Below is the easiest way to get up and running on A1111 and Stable Diffusion XL without switching weights:
Stable Diffusion has rolled out its XL weights for its Base and Refiner model generation:
Just so you’re caught up in how this works, Base will generate an image from scratch, and then run through the Refiner weights to uplevel the detail of the image. It’s a new concept, to first create a low res image then upscale it with a different model. These models are 7GB and 6GB respectively (you’ll need to download both twice because of the new 0.9 VAE version which fixes some stuff).
To use both of these, first clone the repositories locally, you can use the following commands for both in terminal:
git lfs install
git clone https://huggingface.co/stabilityai/stable-diffusion-xl-base-1.0
and then:
git lfs install
git clone https://huggingface.co/stabilityai/stable-diffusion-xl-refiner-1.0
These are both the repos for base and refiner. Next up, you’ll probably ask about A1111 (aka Automatic 1111). You’ll need to update this too to 1.5.1 or higher, if you haven’t already, do a git pull or install a fresh copy
Copy both the safetensors (I chose 0.9VAE) and you’re off to the races. I have heard the full VAE version can get “noisy”. You can also run with --no-half-vae to fix this or —medram or —lowram for smaller GPU sizes.
However, one thing is loading these weights can take a minute or more for each. The workflow is also not intuitive, you have to load the base model on txt2img, then load the refiner model img2img. On the surface, this is what you should NOT be doing.
A1111 has now updated to support multiple models:
In theory, you can run a git checkout hires_checkpoint, but another method is using the Refiner extension: https://github.com/wcde/sd-webui-refiner
Judging by all the methods, this is the easiest!
All you need to do is go to your extensions tab and add this URL and restart. When you run your web-ui make sure there is no parameters (unless you need to reduce RAM). Here’s my settings on getting it to work on the UI:
Now you’re off to the races, this doesn’t require model swapping and it only takes a few seconds for each image to be produced:
Here’s a picture of a knight, the sword does look off, however it looks pretty realistic compared to Stable Diffusion 1.5:
a super futuristic sports car
a female marvel action hero, this is great detail
Joe Biden in a boxing outfit, notice it almost got his name right on his belt:
Here is the potential election for 2024:
Okay, that’s enough fun for one night.
This is only the beginning, soon all the rest of the extensions, particularly ControlNet, will eventually be XL compatible. We will also get new fine tuned models that are more purpose driven and even more photo realistic than this base model.

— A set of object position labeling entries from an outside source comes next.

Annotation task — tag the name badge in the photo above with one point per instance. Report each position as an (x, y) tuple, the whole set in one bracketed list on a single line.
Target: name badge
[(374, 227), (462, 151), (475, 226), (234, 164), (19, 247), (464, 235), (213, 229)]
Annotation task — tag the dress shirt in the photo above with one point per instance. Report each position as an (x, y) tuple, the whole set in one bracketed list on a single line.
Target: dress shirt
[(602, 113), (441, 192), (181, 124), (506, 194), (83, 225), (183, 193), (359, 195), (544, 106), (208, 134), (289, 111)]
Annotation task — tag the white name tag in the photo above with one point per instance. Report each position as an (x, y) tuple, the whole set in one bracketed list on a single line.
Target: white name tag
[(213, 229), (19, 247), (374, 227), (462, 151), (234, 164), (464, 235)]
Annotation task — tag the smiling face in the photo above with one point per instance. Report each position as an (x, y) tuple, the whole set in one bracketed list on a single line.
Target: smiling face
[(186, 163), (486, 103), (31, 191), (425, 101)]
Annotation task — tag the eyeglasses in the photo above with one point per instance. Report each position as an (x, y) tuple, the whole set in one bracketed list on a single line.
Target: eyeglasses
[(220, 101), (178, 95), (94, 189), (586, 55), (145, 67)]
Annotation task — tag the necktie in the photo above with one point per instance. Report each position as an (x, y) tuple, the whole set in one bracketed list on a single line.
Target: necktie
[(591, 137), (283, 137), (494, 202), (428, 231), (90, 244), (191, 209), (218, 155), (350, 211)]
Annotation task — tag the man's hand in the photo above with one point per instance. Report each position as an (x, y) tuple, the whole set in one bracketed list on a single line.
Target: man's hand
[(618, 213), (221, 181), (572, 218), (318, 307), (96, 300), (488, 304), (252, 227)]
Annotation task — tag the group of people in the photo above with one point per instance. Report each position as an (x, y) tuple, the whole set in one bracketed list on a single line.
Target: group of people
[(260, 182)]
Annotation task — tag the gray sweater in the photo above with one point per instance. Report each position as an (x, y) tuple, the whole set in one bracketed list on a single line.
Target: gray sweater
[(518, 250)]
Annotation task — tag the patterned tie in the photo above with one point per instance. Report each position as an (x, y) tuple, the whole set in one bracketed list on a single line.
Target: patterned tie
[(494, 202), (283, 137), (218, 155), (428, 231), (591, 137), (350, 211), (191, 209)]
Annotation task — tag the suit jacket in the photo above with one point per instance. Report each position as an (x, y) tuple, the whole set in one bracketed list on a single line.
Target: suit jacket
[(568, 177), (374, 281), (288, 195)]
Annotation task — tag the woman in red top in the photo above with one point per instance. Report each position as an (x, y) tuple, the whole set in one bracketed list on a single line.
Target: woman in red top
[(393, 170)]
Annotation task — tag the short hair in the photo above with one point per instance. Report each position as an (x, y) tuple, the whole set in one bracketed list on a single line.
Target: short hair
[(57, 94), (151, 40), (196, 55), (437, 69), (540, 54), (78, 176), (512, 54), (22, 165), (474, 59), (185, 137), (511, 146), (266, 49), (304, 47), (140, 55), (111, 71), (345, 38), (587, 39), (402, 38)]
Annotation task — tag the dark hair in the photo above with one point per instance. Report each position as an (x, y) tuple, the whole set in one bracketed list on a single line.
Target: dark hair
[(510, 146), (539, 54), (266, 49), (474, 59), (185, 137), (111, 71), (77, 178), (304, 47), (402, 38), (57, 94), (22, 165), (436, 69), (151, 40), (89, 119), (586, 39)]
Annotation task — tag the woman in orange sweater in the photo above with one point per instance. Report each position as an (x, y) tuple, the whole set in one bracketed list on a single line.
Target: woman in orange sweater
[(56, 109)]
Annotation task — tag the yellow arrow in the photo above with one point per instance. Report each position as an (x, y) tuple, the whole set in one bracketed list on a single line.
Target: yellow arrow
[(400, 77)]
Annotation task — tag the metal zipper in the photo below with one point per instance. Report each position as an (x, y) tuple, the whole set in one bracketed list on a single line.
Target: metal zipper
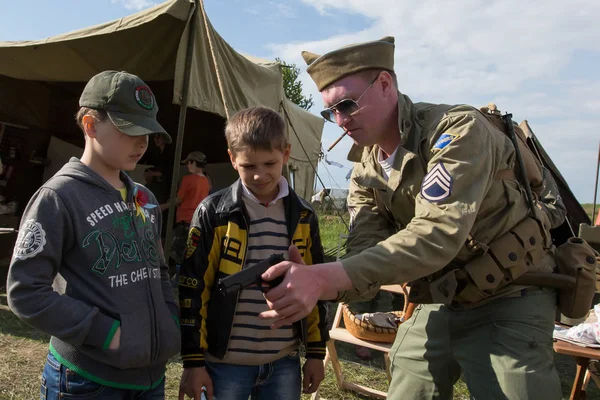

I hope these instructions make it pretty clear on how to get set up with Stable Diffusion XL in the most efficient way possible. You won’t have to run any complicated workflows and it will only take a few seconds to generate images on a decent GPU. From the initial try outs, it looks like this is getting pretty close to Midjourney, however I will still need to play with this a lot more to really get a sense of what it can do. Until then I hope to see everyone push the limits of XL and give me and the rest of the community tips on how to best utilize it!